(Jackson, Miss.) – The Mississippi Department of Human Services (MDHS) has dedicated more than $50 million to assist child care providers and families in need of child care in a safe, healthy environment during the COVID-19 pandemic.

MDHS’ Division of Early Childhood Care and Development (DECCD) made child care providers a priority when the pandemic caused many child care centers to close. Through training and financial assistance, roughly half have reopened and others are being trained on how to operate safely during a pandemic.  MDHS worked quickly to file emergency policies that allowed for additional financial assistance to become available to child care providers and families.

“Child care has always been a necessity for working families,” said Dr. Chad Allgood, Deputy Director of DECCD.  “Child care is the backbone of Mississippi’s workforce. We will never restart Mississippi without sustaining child care programs.

“Providers have been working tirelessly, often putting themselves at risk, to offer the safest possible care for children and families.  DECCD is using all its available resources to support these child care centers in this fight and help working Mississippians by providing a safe place for their children.”
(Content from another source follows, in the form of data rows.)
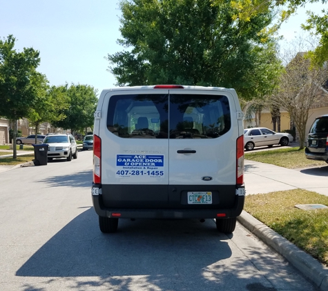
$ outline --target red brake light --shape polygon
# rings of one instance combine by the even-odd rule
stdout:
[[[93,183],[99,184],[102,182],[101,161],[102,161],[102,139],[98,136],[93,135]]]
[[[237,139],[236,183],[244,183],[244,134]]]
[[[154,89],[184,89],[181,85],[156,85]]]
MDHS increased payment rates to child care providers, offering the highest reimbursement rates available to offset lost revenue and increased child care operational costs in response to COVID-19.  For example, where the standard market rate for infant child care had been $480 per month per infant, it has now increased to $600.
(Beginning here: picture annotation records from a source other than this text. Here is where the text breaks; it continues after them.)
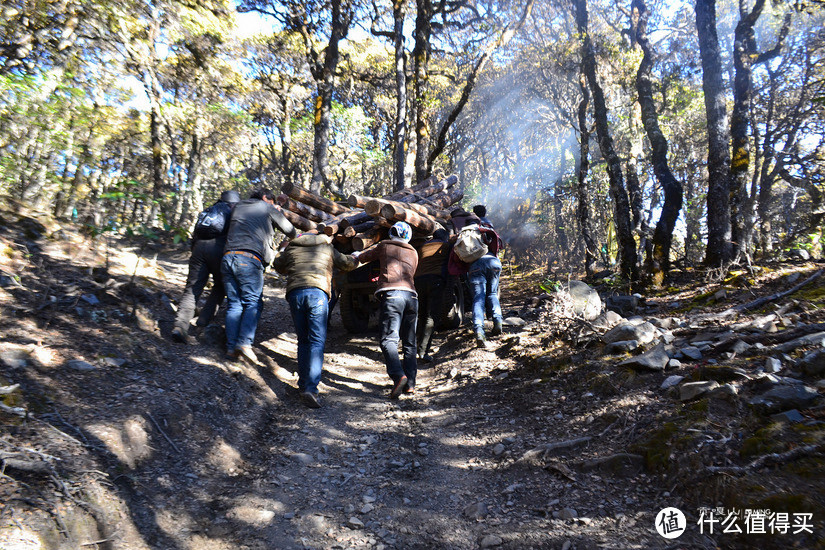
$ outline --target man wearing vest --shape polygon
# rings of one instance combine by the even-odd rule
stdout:
[[[381,352],[387,364],[387,374],[393,382],[390,399],[415,391],[416,362],[415,325],[418,319],[418,295],[415,292],[415,269],[418,253],[409,242],[412,228],[406,222],[396,222],[390,228],[390,238],[370,247],[360,255],[361,263],[378,260],[381,268],[378,290],[381,302]],[[404,350],[403,362],[398,356],[398,340]]]
[[[310,231],[289,242],[272,262],[287,276],[286,300],[298,336],[298,391],[312,409],[321,406],[318,383],[327,341],[332,268],[352,271],[357,262],[332,247],[332,237]]]
[[[221,262],[226,289],[226,355],[228,359],[258,359],[252,351],[263,309],[264,269],[275,257],[275,229],[288,237],[295,228],[275,206],[269,189],[254,191],[232,210]]]
[[[186,286],[183,289],[183,295],[178,302],[178,315],[175,318],[175,327],[172,329],[172,338],[179,342],[188,344],[189,325],[192,317],[195,315],[195,308],[197,307],[198,299],[203,293],[206,283],[209,281],[209,276],[212,276],[212,291],[209,293],[209,298],[198,316],[197,325],[205,327],[212,321],[215,312],[223,302],[224,289],[223,277],[221,276],[221,256],[223,256],[223,249],[226,245],[226,230],[229,228],[229,213],[232,207],[241,200],[241,196],[237,191],[224,191],[221,193],[219,203],[223,205],[215,205],[222,207],[227,212],[226,224],[223,230],[211,238],[201,238],[198,236],[197,230],[192,235],[192,255],[189,256],[189,275],[186,278]]]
Additionally, MDHS is temporarily paying co-payments for parents.  Traditionally, parents who participate in the DECCD program are required to pay a pro-rated portion of the cost of childcare.  This measure has the dual impact of alleviating a financial burden on low-income working families, while simultaneously providing increased stabilization for the childcare centers that participate in the program.

To further support families, MDHS has made child care subsidy available to first responders and other essential personnel through Emergency Certificates.  The list of eligible families was recently expanded to include greater numbers of essential personnel including teachers and child care providers, cashiers, custodial staff, and social workers.

MDHS is also working diligently to assist child care providers in accessing supplies and personal protective equipment (PPE). In May, the agency distributed PPE and other supplies through Mississippi Community College Board’s Early Childhood Academies to the 12 hardest hit counties in Mississippi. Another $4 million has been designated to provide additional supplies, to include PPE, in the coming weeks.

“As parents return to the workplace during these unprecedented times, they don’t need the added concern of whether or not they can find adequate child care,” MDHS Executive Director Robert G. “Bob” Anderson said. “We’re committed to doing all we can to assist child care providers take the steps necessary to instill confidence that their children will be safe.”